More ink has been spilled on Carly Fiorina's
ouster from behemoth Hewlett Packard (NYSE:
HPQ) than just about any story I've ever seen. Most lament that
she's a woman (like that matters)or that she was wrong for the job or she
had vision but couldn't execute, yadda, yadda. A scant few years after
she took the helm the company's share price has seen virtually no daylight
until after she was turfed. The richest camper after all this was, no surprise,
Fiorina. $21 million plus--and counting--paid to disappear and I'll bet,
despite any protestations, she could likely care less; even if she got
hit in the butt by the door on the way out.
Love
her or dislike her, Ms. Fiorina was predictably gracious in defeat, but
who wouldn't be for that kind of dosh? I could go on and on about big-talking
CEO's and executives--don't care what gender they are--who mess up companies,
disappoint shareholders and then receive unbelievably obscene rewards when
they get voted off the island.
HP must soldier on and hopefully
more important business stories will surface--and soon. Just about anything
would be more interesting and substantive than the thousands of HP/Compaq/Fiorina
'analyses' of why, what went wrong, what next etc. That said CBSMarketwatch
has one of the better analyses I've seen. When you finish here, scoot on
over to this
article at Marketwatch.com and have a read.
Following
the Fiorina news, HP shares actually popped about 10 percent. (That would
be the door in the butt, I guess). Since then the price has settled down
and our feeling is that chasing the stock at this point is very risky.
From a technical perspective, the shares are banging up against strong
long-term resistance. If we don't sound really positive, we're not. However,
for those who want to make a contrary play--and you may be right--read on
for some risk-mitigating strategies.
What now?
HP is a bag of hammers. The chart
looks horrible and no one has any idea what will happen next. But that's
the key--at least for contrarians. Something will happen.
And hopefully fast. If HP returns to its roots and restructures, sells
some assets off and shakes up the lethargic management, there's a shot.
Rumors are swirling that Dell (NYSE:
DELL) might buy some or all. HP might get out of the PC box biz
and focus on printers and services. There's little doubt that we've heard
the last of all this. HP management needs to get in front of the problem,
hire a great CEO and provide a firm plan and execution timetable before
the remainder of its long-suffering shareholders break ranks and look for
greener pastures.
Under Fiorina, HP went from an innovative
company that at one time inspired the likes of Steve Jobs to bring that
same vibrant culture to Apple. Now, the legacy is that the majority of
HP's revenues are apparently derived from selling ink cartridges. As I
said, there's a lot of work to do.
The next set of quarterlies is slated
for February 16th and more important than hitting or exceeding the consensus
numbers is management's discussion of, very simply, what happens next.
The market needs precise visibility. The past few years need to be acknowledged,
then discarded. Maintaining the status quo or any executive-speak dithering
will likely be met with a punishing response. Not that HP is a bad company
fundamentally; it now needs to focus itself so it can regain the innovative
position it had pre-Carly with an eye to the changed technology landscape
in which it now finds itself.
Under the HP...
I suspect that there will lots of
projected earnings and revenue revisions beginning almost immediately.

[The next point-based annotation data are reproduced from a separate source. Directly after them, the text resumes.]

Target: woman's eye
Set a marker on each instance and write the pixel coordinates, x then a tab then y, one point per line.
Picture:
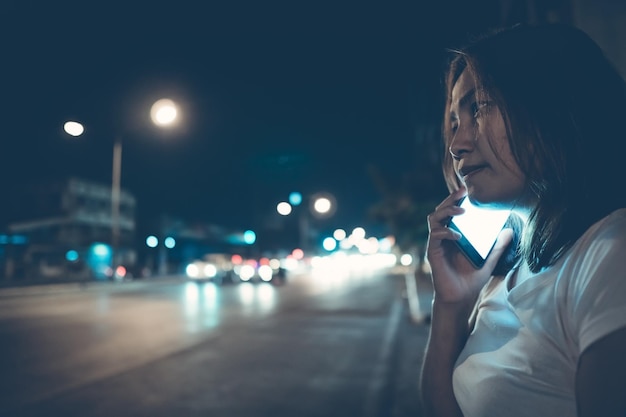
478	108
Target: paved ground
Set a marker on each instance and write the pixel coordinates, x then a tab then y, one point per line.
399	396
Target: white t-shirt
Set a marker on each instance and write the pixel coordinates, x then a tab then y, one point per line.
521	357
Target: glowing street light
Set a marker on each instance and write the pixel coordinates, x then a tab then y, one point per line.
163	113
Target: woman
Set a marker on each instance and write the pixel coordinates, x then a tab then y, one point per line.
533	122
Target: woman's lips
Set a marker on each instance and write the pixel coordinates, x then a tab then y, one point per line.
468	172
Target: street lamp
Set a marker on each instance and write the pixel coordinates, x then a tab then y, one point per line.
163	113
320	206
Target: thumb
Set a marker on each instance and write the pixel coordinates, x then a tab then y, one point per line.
504	239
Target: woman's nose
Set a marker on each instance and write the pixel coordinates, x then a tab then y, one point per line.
463	142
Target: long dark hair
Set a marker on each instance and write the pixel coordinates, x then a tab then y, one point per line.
563	103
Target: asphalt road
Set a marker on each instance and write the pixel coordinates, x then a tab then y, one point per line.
321	345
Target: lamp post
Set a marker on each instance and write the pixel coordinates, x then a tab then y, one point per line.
163	113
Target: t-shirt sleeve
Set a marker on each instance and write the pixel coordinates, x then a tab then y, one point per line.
597	290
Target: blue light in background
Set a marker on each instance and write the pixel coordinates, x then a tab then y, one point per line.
295	198
71	255
152	241
99	259
249	237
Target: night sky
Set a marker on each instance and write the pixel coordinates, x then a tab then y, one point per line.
275	97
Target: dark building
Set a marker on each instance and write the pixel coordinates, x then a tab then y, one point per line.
66	228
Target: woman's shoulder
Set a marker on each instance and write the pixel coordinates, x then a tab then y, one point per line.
607	237
613	225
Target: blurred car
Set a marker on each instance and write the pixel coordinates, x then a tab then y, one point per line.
216	268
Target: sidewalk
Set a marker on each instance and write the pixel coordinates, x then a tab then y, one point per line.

So to make an investment decision based on those is likely foolhardy, at
least for the moment. One would hope that a new corporate direction has
been formulated since the HP board has apparently been jaw-boning about
both Fiorina's competence and the company's direction for weeks if not
months. Optimists would conclude that Fiorina's ouster was the first step.

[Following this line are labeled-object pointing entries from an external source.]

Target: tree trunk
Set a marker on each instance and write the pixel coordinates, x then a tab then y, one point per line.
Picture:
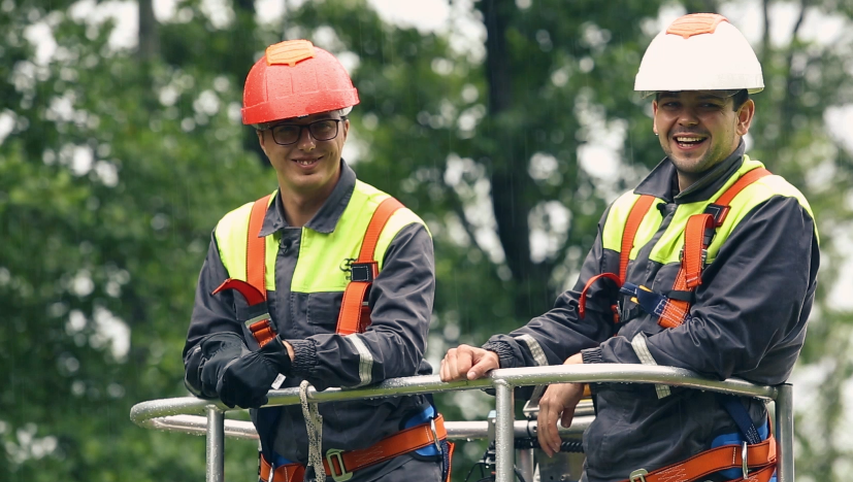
149	37
510	181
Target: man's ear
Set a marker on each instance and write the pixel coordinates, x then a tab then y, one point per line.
744	117
655	116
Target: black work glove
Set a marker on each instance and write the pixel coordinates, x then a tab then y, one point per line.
216	351
246	381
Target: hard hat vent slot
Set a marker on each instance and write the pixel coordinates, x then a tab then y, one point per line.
289	52
696	24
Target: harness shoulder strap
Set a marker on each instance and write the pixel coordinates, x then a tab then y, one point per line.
632	225
256	265
698	235
635	218
354	316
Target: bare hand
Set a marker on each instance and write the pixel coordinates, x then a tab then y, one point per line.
466	362
558	402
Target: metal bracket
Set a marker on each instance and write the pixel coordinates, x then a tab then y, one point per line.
638	475
331	455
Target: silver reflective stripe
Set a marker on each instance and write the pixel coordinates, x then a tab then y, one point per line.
535	349
251	321
365	366
646	358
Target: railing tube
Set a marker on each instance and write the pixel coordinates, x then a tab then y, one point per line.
215	444
785	433
504	439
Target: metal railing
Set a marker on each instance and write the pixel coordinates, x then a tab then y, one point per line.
182	414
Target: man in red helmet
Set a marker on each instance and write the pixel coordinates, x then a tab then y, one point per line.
326	281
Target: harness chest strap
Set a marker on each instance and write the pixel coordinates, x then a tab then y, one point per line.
339	465
698	234
354	316
635	218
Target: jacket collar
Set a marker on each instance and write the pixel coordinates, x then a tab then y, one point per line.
662	182
326	218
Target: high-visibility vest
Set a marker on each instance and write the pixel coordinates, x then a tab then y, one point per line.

We hope. For contrarians, there is the specter that the situation may fall
into the 'always darkest before the dawn' category.
For
those who think that, therein lies opportunity. Following are a couple
of thoughts to cover or mitigate your risk. And there is risk.
Look at the HP options. Expirations
go out to January 2007 and since apparently no one believes that HP is
going up anytime soon, the premiums are pretty reasonable. Remember Apple
(NASDAQ:
AAPL) a few years ago? You couldn't give the shares away. The board
got rid of that toxic management and brought in Steve Jobs. You get the
point.
The strategy has two parts: one for
those who just want to play a recovery and those who want to or currently
do own HP shares. And of course there are puts for those pessimists who
want a limited risk way to short the whole mess.
Put in a Call.
Let's go a year out. January 2006.
That entire option table is here: http://finance.yahoo.com/q/op?s=HPQ&m=2006-01.

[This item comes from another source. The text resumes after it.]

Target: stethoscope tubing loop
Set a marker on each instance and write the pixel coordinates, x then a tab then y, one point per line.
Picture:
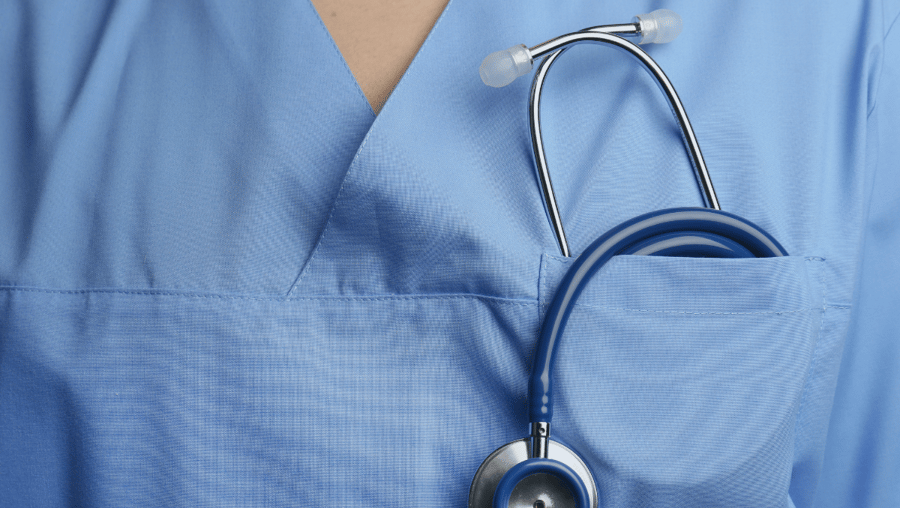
652	225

You can access other expiration cycles at the top of the page. Currently
HP is trading at around $21.25. The January 2006 call options with a strike
price of $20 and $22.50 are trading at around $2.80 and $1.60 respectively.
Since the strike price of the $20 call is below the market price, the $2.80
price represents $1.25 in intrinsic value (market price minus the strike
price) and the remaining $1.55 of the $2.80 is time value. Since the $22.50
strike price is above the market price, that premium is all time value.
(Prices may change slightly by the
time you read this, but the respective sums will be close).
Simply, if you buy the $20 call at
$2.80 or the $22,50 call at $1.60, you will be in profit after the shares
hit $22.80 or $24.10. Of course, we'd like to see the share price higher,
but those are the minimum prices the stock has to be at expiry to just
breakeven. Of course, if there's a decent pop prior to January 2006, you
may well be able to trade out at a profit.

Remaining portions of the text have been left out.